Oui, mais il faut faire un serment au diable.

C'est une simple formalité. Si on retient notre langue et qu'on dirige bien notre canot, on reviendra ici sans problème. »

Sans trop réfléchir, le cuisinier se dirigea vers le canot. Baptiste avertit ses hommes qu'à la danse, il ne faudrait pas
boire afin d'avoir l'esprit clair pour bien diriger le canot au retour.

Baptiste, debout derrière le canot, dit : « Répétez après moi : Satan, nous te promettons de te livrer nos âmes si, d'ici
six heures, nous prononçons le nom de ton maître et le nôtre, le bon Dieu, et si nous touchons une croix pendant le
voyage. À cette condition, fais-nous voyager au-dessus des montagnes et tu nous ramèneras au chantier. »

Le canot s'éleva dans les airs à une hauteur de 500 ou 600 pieds. Il s'élança dans l'air comme une flèche, fuyant plus
vite que le vent. Les hommes voyaient le cours des rivières et, volant au-dessus de la rivière Outaouais, ils arrivèrent
bientôt à Montréal. Puis, les villages défilaient et ils aperçurent très vite le village de Lavaltrie. Il était deux heures du matin.
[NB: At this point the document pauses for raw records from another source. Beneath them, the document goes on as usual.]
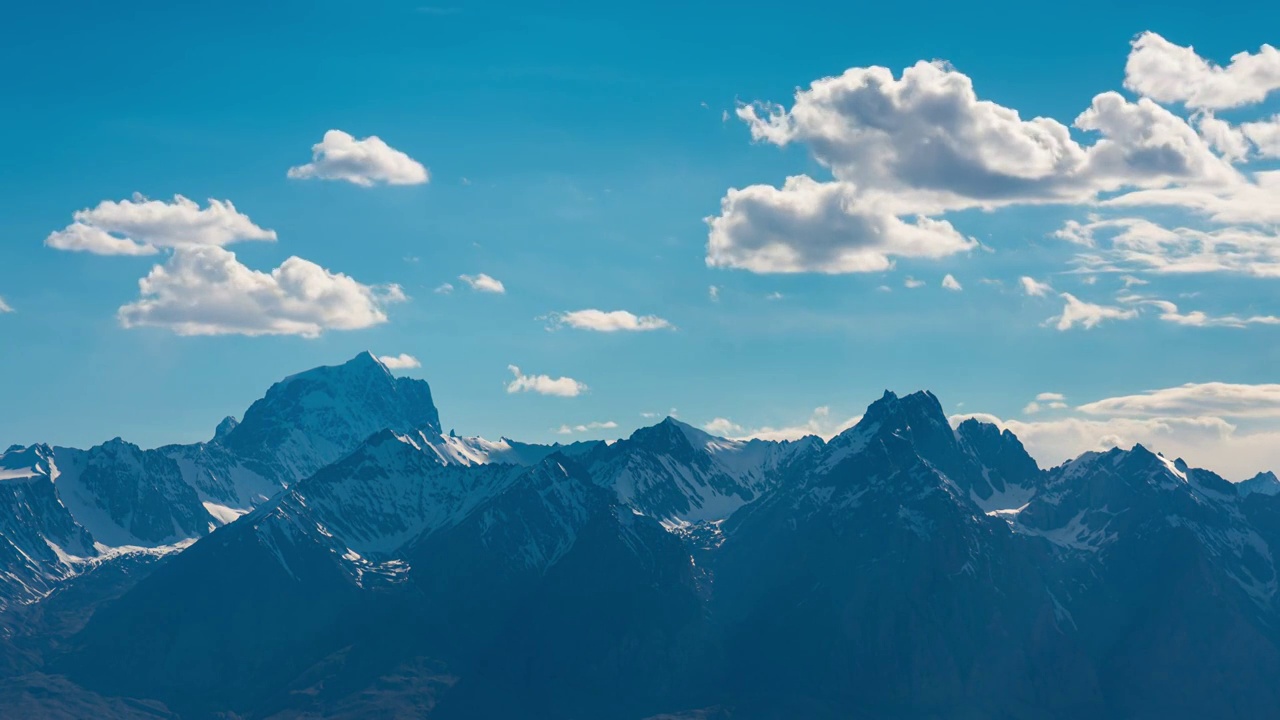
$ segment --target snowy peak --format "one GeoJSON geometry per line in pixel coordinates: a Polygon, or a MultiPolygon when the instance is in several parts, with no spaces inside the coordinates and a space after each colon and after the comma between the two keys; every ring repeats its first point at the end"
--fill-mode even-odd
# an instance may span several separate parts
{"type": "Polygon", "coordinates": [[[642,427],[631,433],[627,442],[648,452],[671,455],[688,462],[692,459],[696,446],[701,444],[698,442],[699,436],[711,438],[701,430],[667,417],[657,425],[642,427]]]}
{"type": "Polygon", "coordinates": [[[0,481],[52,476],[53,450],[48,445],[14,445],[0,455],[0,481]]]}
{"type": "Polygon", "coordinates": [[[89,450],[54,448],[62,502],[95,540],[110,547],[157,547],[209,532],[212,518],[161,452],[120,438],[89,450]]]}
{"type": "Polygon", "coordinates": [[[425,381],[397,378],[364,352],[272,385],[220,442],[287,484],[383,429],[439,434],[440,416],[425,381]]]}
{"type": "Polygon", "coordinates": [[[597,484],[637,513],[667,524],[724,520],[776,487],[818,438],[728,440],[674,418],[584,456],[597,484]]]}

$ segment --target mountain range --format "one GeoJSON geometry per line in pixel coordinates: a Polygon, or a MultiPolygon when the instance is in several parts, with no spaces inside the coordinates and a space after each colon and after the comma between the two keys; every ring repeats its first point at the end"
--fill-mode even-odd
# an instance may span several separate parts
{"type": "Polygon", "coordinates": [[[885,392],[824,440],[442,431],[372,354],[208,442],[0,456],[31,718],[1280,717],[1280,480],[1042,469],[885,392]]]}

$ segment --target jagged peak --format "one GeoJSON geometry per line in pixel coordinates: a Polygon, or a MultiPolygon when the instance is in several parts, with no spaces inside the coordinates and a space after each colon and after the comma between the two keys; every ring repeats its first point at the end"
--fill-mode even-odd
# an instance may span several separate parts
{"type": "Polygon", "coordinates": [[[863,419],[872,416],[884,416],[893,413],[905,413],[915,416],[913,419],[928,417],[930,420],[946,420],[942,411],[942,403],[937,396],[928,390],[917,390],[908,395],[901,395],[885,390],[879,400],[867,406],[863,419]]]}
{"type": "Polygon", "coordinates": [[[12,471],[29,470],[31,476],[47,476],[49,459],[53,457],[53,449],[44,443],[34,445],[11,445],[0,454],[0,470],[11,478],[22,477],[12,471]]]}
{"type": "Polygon", "coordinates": [[[109,452],[121,452],[121,451],[135,452],[141,449],[142,448],[138,447],[137,445],[117,435],[111,438],[110,440],[102,443],[96,448],[90,448],[90,452],[92,452],[93,450],[104,450],[109,452]]]}
{"type": "Polygon", "coordinates": [[[228,415],[222,418],[222,421],[218,423],[218,427],[213,430],[213,441],[218,442],[225,438],[232,430],[235,430],[236,426],[239,424],[240,421],[236,419],[235,415],[228,415]]]}
{"type": "Polygon", "coordinates": [[[1280,495],[1280,478],[1265,470],[1237,485],[1236,492],[1240,495],[1280,495]]]}
{"type": "Polygon", "coordinates": [[[878,432],[897,432],[908,427],[923,426],[945,428],[951,433],[951,425],[942,411],[942,403],[928,390],[918,390],[909,395],[899,396],[891,390],[885,390],[879,400],[867,406],[862,419],[853,427],[832,438],[832,442],[847,442],[852,438],[868,437],[878,432]]]}

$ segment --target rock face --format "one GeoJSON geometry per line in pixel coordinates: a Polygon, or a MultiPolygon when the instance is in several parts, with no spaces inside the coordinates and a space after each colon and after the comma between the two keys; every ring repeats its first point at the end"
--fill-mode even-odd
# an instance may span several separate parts
{"type": "Polygon", "coordinates": [[[826,442],[670,418],[607,445],[459,438],[425,383],[370,360],[278,384],[209,443],[69,453],[66,489],[58,450],[6,453],[21,521],[0,520],[0,578],[25,588],[26,634],[0,646],[0,700],[444,720],[1280,707],[1274,476],[1233,485],[1141,446],[1044,470],[925,392],[886,392],[826,442]],[[111,558],[137,552],[97,539],[122,533],[190,547],[126,572],[111,558]]]}

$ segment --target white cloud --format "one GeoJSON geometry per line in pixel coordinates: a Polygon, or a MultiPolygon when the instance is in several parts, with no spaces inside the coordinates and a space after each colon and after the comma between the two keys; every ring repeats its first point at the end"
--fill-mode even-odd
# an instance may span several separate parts
{"type": "Polygon", "coordinates": [[[1124,417],[1214,415],[1280,418],[1280,384],[1187,383],[1098,400],[1081,405],[1079,410],[1090,415],[1124,417]]]}
{"type": "Polygon", "coordinates": [[[431,292],[437,295],[448,295],[449,293],[453,292],[453,283],[443,283],[437,286],[436,289],[432,290],[431,292]]]}
{"type": "Polygon", "coordinates": [[[1143,280],[1142,278],[1134,277],[1134,276],[1132,276],[1132,275],[1121,275],[1121,276],[1120,276],[1120,280],[1121,280],[1121,282],[1123,282],[1123,283],[1124,283],[1124,286],[1125,286],[1126,288],[1133,287],[1134,285],[1148,285],[1148,284],[1150,284],[1150,283],[1148,283],[1146,280],[1143,280]]]}
{"type": "Polygon", "coordinates": [[[587,391],[587,386],[570,377],[552,378],[549,375],[525,375],[515,365],[507,369],[515,379],[507,384],[508,393],[534,392],[539,395],[555,395],[558,397],[577,397],[587,391]]]}
{"type": "Polygon", "coordinates": [[[708,218],[712,267],[852,273],[945,257],[978,244],[940,216],[974,208],[1100,202],[1280,217],[1280,179],[1233,166],[1243,130],[1208,116],[1198,130],[1147,97],[1096,95],[1072,123],[1082,144],[1067,125],[1024,119],[979,99],[947,63],[922,61],[896,78],[851,68],[797,90],[789,108],[756,103],[737,115],[757,141],[803,144],[833,180],[728,190],[708,218]]]}
{"type": "Polygon", "coordinates": [[[408,370],[409,368],[422,367],[422,363],[418,358],[408,354],[400,353],[399,355],[380,355],[378,362],[386,365],[390,370],[408,370]]]}
{"type": "Polygon", "coordinates": [[[1042,283],[1033,277],[1023,275],[1018,278],[1018,282],[1022,285],[1022,292],[1032,297],[1044,297],[1053,292],[1053,287],[1049,283],[1042,283]]]}
{"type": "Polygon", "coordinates": [[[1221,224],[1280,223],[1280,170],[1255,170],[1248,179],[1218,186],[1136,190],[1103,200],[1103,208],[1175,207],[1221,224]]]}
{"type": "Polygon", "coordinates": [[[902,287],[908,290],[915,290],[916,288],[924,287],[924,281],[917,280],[911,277],[910,275],[908,275],[906,279],[902,281],[902,287]]]}
{"type": "Polygon", "coordinates": [[[720,302],[720,287],[718,285],[708,287],[707,297],[711,298],[711,302],[720,302]]]}
{"type": "Polygon", "coordinates": [[[1240,125],[1240,134],[1264,158],[1280,158],[1280,115],[1240,125]]]}
{"type": "Polygon", "coordinates": [[[1100,134],[1082,146],[1050,118],[1023,120],[980,100],[965,74],[918,62],[900,78],[883,67],[851,68],[796,92],[790,110],[739,108],[757,140],[805,143],[837,180],[894,214],[1076,202],[1131,185],[1232,177],[1186,121],[1150,100],[1097,95],[1075,119],[1100,134]]]}
{"type": "Polygon", "coordinates": [[[1131,301],[1152,305],[1160,311],[1161,320],[1188,327],[1243,328],[1249,325],[1280,325],[1280,317],[1276,317],[1274,315],[1250,315],[1248,317],[1240,317],[1238,315],[1215,316],[1205,314],[1200,310],[1181,313],[1178,311],[1178,306],[1168,300],[1146,300],[1133,298],[1131,301]]]}
{"type": "Polygon", "coordinates": [[[1163,103],[1226,109],[1253,105],[1280,89],[1280,51],[1263,45],[1256,53],[1232,56],[1226,67],[1144,32],[1133,41],[1124,86],[1163,103]]]}
{"type": "Polygon", "coordinates": [[[11,312],[13,312],[13,307],[5,302],[3,297],[0,297],[0,314],[11,312]]]}
{"type": "Polygon", "coordinates": [[[626,310],[574,310],[552,315],[551,320],[559,327],[595,332],[645,332],[672,328],[671,323],[657,315],[636,316],[626,310]]]}
{"type": "Polygon", "coordinates": [[[951,273],[947,273],[946,277],[942,278],[942,287],[955,292],[959,292],[964,289],[964,287],[960,285],[960,281],[956,280],[955,276],[951,273]]]}
{"type": "Polygon", "coordinates": [[[618,423],[612,420],[605,422],[589,422],[581,425],[561,425],[556,432],[561,435],[572,435],[574,433],[591,432],[592,430],[612,430],[618,427],[618,423]]]}
{"type": "Polygon", "coordinates": [[[1023,414],[1034,415],[1041,410],[1063,410],[1066,409],[1066,396],[1062,393],[1042,392],[1036,395],[1036,399],[1027,403],[1022,408],[1023,414]]]}
{"type": "Polygon", "coordinates": [[[742,426],[728,418],[718,417],[702,426],[703,430],[720,437],[731,437],[742,432],[742,426]]]}
{"type": "Polygon", "coordinates": [[[707,265],[756,273],[877,272],[897,257],[940,258],[977,247],[945,220],[903,220],[860,199],[852,185],[804,175],[782,188],[730,189],[707,223],[707,265]]]}
{"type": "Polygon", "coordinates": [[[174,195],[173,202],[138,194],[118,202],[103,200],[97,207],[76,211],[72,219],[44,244],[96,255],[154,255],[160,248],[276,239],[274,230],[254,224],[230,200],[210,199],[208,207],[201,208],[181,195],[174,195]]]}
{"type": "Polygon", "coordinates": [[[1200,113],[1194,121],[1200,136],[1209,143],[1209,147],[1217,150],[1228,161],[1236,163],[1249,156],[1249,139],[1240,128],[1214,117],[1208,111],[1200,113]]]}
{"type": "Polygon", "coordinates": [[[406,299],[398,285],[364,285],[299,257],[270,273],[251,270],[213,245],[175,248],[138,287],[138,300],[117,313],[120,324],[179,335],[316,337],[384,323],[384,306],[406,299]]]}
{"type": "Polygon", "coordinates": [[[1086,330],[1097,327],[1106,320],[1132,320],[1138,317],[1138,311],[1111,305],[1095,305],[1084,302],[1071,293],[1059,293],[1058,297],[1066,301],[1062,314],[1055,315],[1047,322],[1056,321],[1059,330],[1070,330],[1079,325],[1086,330]]]}
{"type": "MultiPolygon", "coordinates": [[[[507,291],[506,286],[502,284],[501,280],[491,278],[484,273],[480,273],[479,275],[459,275],[458,279],[477,292],[501,294],[507,291]]],[[[447,285],[448,283],[445,284],[447,285]]],[[[449,289],[452,290],[453,287],[450,286],[449,289]]]]}
{"type": "Polygon", "coordinates": [[[311,162],[289,168],[295,179],[345,180],[369,187],[377,184],[421,185],[428,181],[422,163],[387,145],[376,135],[357,140],[330,130],[311,146],[311,162]]]}
{"type": "Polygon", "coordinates": [[[845,419],[833,418],[831,416],[831,408],[823,406],[815,408],[809,419],[799,425],[779,428],[765,426],[751,429],[745,428],[727,418],[718,417],[703,425],[702,429],[712,435],[737,440],[798,440],[807,435],[817,435],[824,439],[830,439],[857,425],[861,419],[861,415],[845,419]]]}
{"type": "MultiPolygon", "coordinates": [[[[1068,221],[1054,235],[1091,248],[1076,258],[1086,268],[1280,277],[1280,237],[1274,230],[1166,228],[1145,218],[1119,217],[1068,221]]],[[[1125,283],[1144,284],[1131,276],[1125,283]]]]}
{"type": "Polygon", "coordinates": [[[785,295],[775,290],[769,293],[768,295],[765,295],[764,299],[765,300],[781,300],[783,297],[785,297],[785,295]]]}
« Attention, cria Baptiste, nous allons atterrir. » Cinq minutes plus tard, ils s'informaient de l'endroit où se tenait la veillée.
Les gens furent surpris de les voir. Baptiste leur dit : « Laissez-nous danser, on vous racontera notre voyage demain. »
Les hommes dansèrent pendant deux heures. Baptiste, manquant à sa parole, prit quelques verres de whisky blanc.

Très vite, l'heure du départ arriva. Les hommes repartirent sans attirer l'attention. Même le cuisinier est sorti sans dire
au revoir à sa blonde. Même si Baptiste était un peu ivre, c'est lui qui dirigeait le canot pour le retour. Il se trompa de route
et passa tout près du clocher de Contrecœur. Plus loin, il faillit accrocher la croix sur le haut du mont Belœil.

(N'oublions pas qu'en accrochant une croix, les hommes livraient automatiquement leur âme au diable).

Donc, pour reprendre la bonne route, Baptiste fit tourner le canot si vite que celui-ci se renversa dans la neige sur le
mont Royal. Aussitôt les pieds à terre, Baptiste se mit à sacrer. Les hommes pensaient à ce moment-là que si Baptiste
sacrait encore lorsqu'ils seraient remontés dans le canot, c'était l'enfer pour tous.

Alors, les hommes ligotèrent Baptiste et le bâillonnèrent avant de repartir vers le chantier. Ils étaient presque rendus
lorsque Baptiste commença à vouloir se détacher. Très vite, il réussit à enlever son bâillon et « lâcha un sacre » qui fit
tomber le canot.

Heureusement, le canot resta accroché dans les branches d'un gros pin. Les hommes tombèrent dans la neige molle.
Le cuisinier perdit connaissance et il se réveilla dans son lit le lendemain matin. Il avait quelques égratignures aux mains.

Les autre gars du chantier racontèrent qu'ils avaient trouvé le cuisinier, Baptiste et les six autres hommes cuvant leur rhum
blanc dans un banc de neige près du chantier. Personne ne les a démentis. Les gars n'auraient jamais raconté leur voyage :
c'était une honte d'avoir presque vendu son âme au diable pour aller embrasser sa blonde.